The company froze its defined-benefit pensions in May and reduced most Oregonian employees' pay up to 10 percent this year. Also, the company began using unpaid furloughs - now 10 days - as a way of controlling expenses. Editor Sandy Rowe's pay was cut 15 percent, the same cut that the two Stickels, Fred and Patrick, said they were taking.

The Oregonian is part of Advance Publications, owned by the Newhouse family.

I've written about The Oregonian before.

Catchup: More on the Newhouse job pledge, Alabama lawsuit, Birmingham Eccentric, The Rapidian

Let's clean out my inbox which is filing up because my daughter returned to Michigan temporarily for some cancer checkups and my friend MS decided to remind me who is boss despite my three-day booking at American Sewing Expo.

AdvanceInternet is moving closer to getting its new community features working. Still, I had to laugh when I tried to read  blogger Andrew Heller's "I'm back and that's a good thing, right?" on mlive.com. He starts:
"After a week away, like MacArthur, I have finally returned. Believe me, this mini blog vacation was not my idea. Mlive, bless their Mlivey hearts, decided to upgrade the look of its blogs, and in doing so they gave we bloggers a brand new updated upload interface. That didn't work. At least for me."
See, when I clicked on the headline in Google Reader I got an "404 Not Found" error page. I navigated my way to Andy's column, read a few more lines and then tried to get the "full story." Ha. Ha.

I noticed that a few news sites are admitting problems - see the Grand Rapids Press' Trouble logging into Mlive accounts?  - and some are writing their own versions of explaining the features. Check out how Niki Doyle, social media editor for The Huntsville Times, explains to use the new tools. Or read The Jersey Guy's "Welcome to the new, improved NJ.com" for a big picture view.

I'd comment on any of the Advance Internet sites, but still seem to run into trouble with authentication. (Update: The password recovery page is working. I think my problems are due to being a former blogger as I start at mlive.com and end up at nj.com or the blog login site.)

In 'Newhouse Pledge,' Job Security, Now Relics of Once-Thriving Newspaper Industry, a  former Advance Publications employee reacts to the soon-to-be extinct Newhouse no-layoff pledge and an ex-publisher cites the ending of the pledge in his lawsuit.

Mark Holan, now a freelance writer looking for work and working on a book says that some  Mobile Press-Register employees told him that Howard Bronson is a hero for taking on Newhouse, but others worry that they'll face more financial pain and job insecurity if he prevails.
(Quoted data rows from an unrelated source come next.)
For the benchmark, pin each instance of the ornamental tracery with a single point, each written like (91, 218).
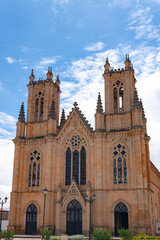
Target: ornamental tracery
(34, 169)
(75, 160)
(119, 164)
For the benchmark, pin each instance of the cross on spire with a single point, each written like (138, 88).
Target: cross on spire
(99, 108)
(21, 117)
(52, 112)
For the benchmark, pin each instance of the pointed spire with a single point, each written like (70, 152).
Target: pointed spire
(58, 78)
(32, 77)
(143, 113)
(107, 65)
(127, 62)
(136, 102)
(99, 108)
(52, 113)
(75, 104)
(49, 74)
(21, 117)
(63, 118)
(57, 81)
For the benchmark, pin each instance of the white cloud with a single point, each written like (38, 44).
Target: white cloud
(61, 2)
(6, 164)
(10, 60)
(95, 47)
(24, 49)
(48, 61)
(25, 67)
(141, 23)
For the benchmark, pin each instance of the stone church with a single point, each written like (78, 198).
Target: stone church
(105, 172)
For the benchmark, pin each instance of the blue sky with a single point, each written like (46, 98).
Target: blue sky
(75, 37)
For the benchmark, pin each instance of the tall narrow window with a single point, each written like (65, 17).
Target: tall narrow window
(115, 171)
(119, 170)
(119, 164)
(75, 160)
(36, 109)
(41, 107)
(34, 174)
(76, 166)
(125, 170)
(121, 99)
(34, 169)
(68, 166)
(115, 99)
(83, 166)
(38, 174)
(30, 172)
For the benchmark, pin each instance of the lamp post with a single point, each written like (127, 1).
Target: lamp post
(45, 190)
(2, 203)
(90, 200)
While we are on the suit, Lagniappe had a followup post to the the suit in Bronson takes on P-R. Rob Holbert quotes Howard Bronson's lawyer, shares that some employees are expecting the Newhouse newspapers in Alabama to consolidate, and that longtime Advertising Director Larry Wooley has retired. Holbert also reviews the lawsuit again, pulling out details about Bronson's improvements during his years as head of the news organizations and plans such as reducing the size of the newspaper page.
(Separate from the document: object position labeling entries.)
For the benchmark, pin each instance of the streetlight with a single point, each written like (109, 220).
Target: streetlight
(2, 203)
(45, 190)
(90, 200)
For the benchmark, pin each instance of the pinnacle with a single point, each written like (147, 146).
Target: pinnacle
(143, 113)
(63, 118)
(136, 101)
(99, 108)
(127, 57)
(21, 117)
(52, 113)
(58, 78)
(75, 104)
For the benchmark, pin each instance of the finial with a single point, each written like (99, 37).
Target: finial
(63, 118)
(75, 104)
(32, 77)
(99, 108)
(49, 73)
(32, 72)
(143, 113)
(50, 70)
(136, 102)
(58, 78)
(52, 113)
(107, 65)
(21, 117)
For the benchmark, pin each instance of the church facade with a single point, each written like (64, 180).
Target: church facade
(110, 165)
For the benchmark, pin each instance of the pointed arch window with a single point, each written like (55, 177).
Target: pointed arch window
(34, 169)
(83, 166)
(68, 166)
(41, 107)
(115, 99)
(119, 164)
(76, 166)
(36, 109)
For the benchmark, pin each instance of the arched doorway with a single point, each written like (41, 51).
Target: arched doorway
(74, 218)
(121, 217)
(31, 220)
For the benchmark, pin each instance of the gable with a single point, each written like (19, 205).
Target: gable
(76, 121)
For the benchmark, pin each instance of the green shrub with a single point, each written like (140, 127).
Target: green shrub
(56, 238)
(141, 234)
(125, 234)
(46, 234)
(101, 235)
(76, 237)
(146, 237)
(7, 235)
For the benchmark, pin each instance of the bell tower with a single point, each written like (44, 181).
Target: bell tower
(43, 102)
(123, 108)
So, how about a happier ending - a community winning its fight to keep its community newspaper going. Gannett wanted to close a Michigan weekly - The Birmingham Eccentric - but the community objected.
InVocus Media Blog has an update on the effort, which just passed another deadline. Katrina M. Randall also shares how the newspaper staff is changing its efforts as a result of the community.
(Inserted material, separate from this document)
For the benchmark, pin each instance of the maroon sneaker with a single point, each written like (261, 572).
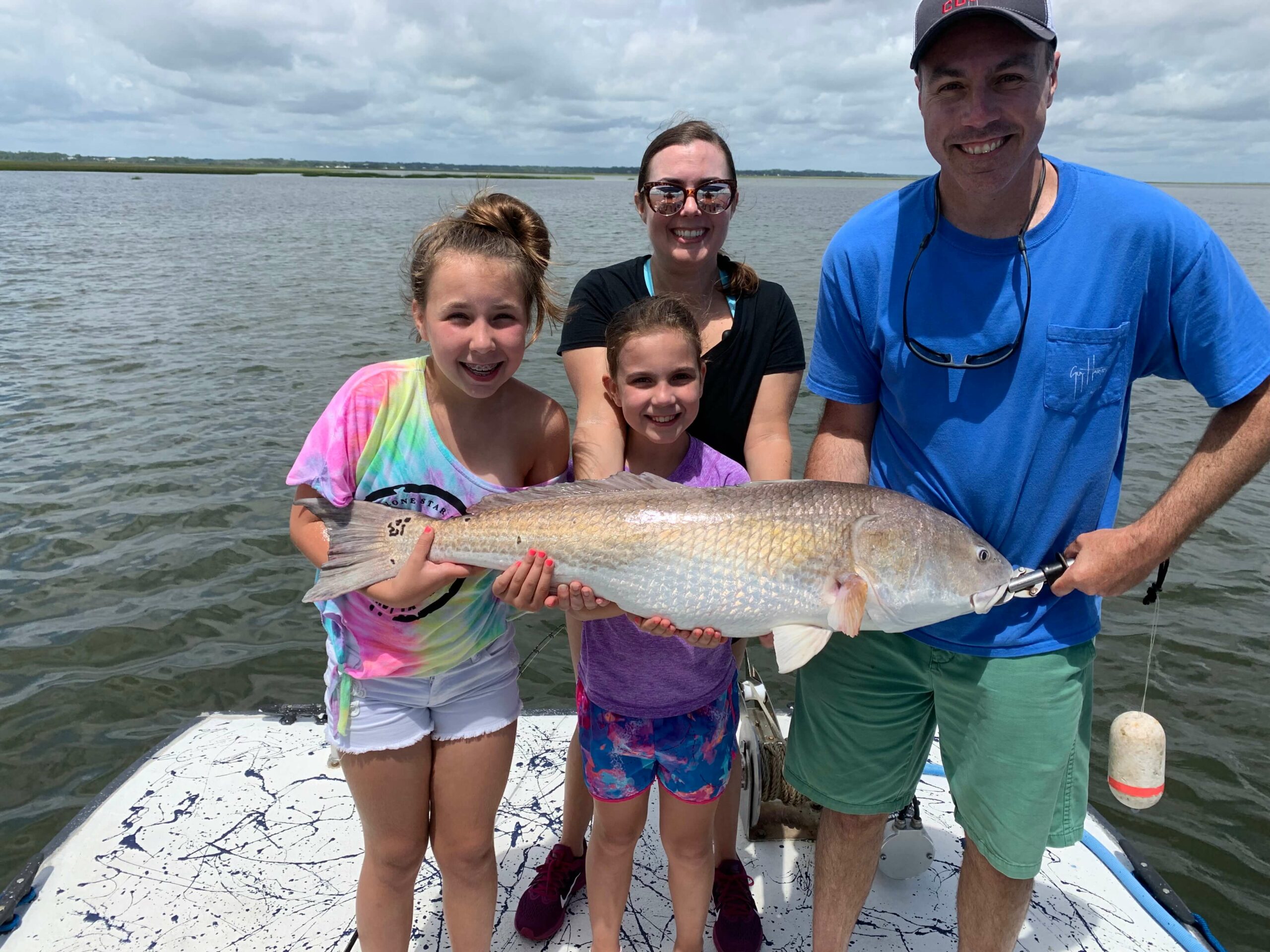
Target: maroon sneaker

Over on the west side of Michigan, a new citizen journalism effort officially launched. Thanks to Jay Rosen, who teaches journalism at New York University, there's been a healthy discussion of some of the coverage of the opening of The Rapidian. There was praise for a Grand Rapids Press editorial:
"This is an exemplary editorial from the Grand Rapids Press welcoming @TheRapidian, a citizen journalism site, to the local news scene. No snark, no hostility, no insinuation that the "only the pros know" and a sense that in the rebooted system of news such sites will be a valuable part of the ecosystem."
That followed discussion prompted by an NPR piece.  Did the piece - Take That, Citizen Journalism! - miss?

I plan to write more about The Rapidian . Meanwhile, enjoy checking out the site.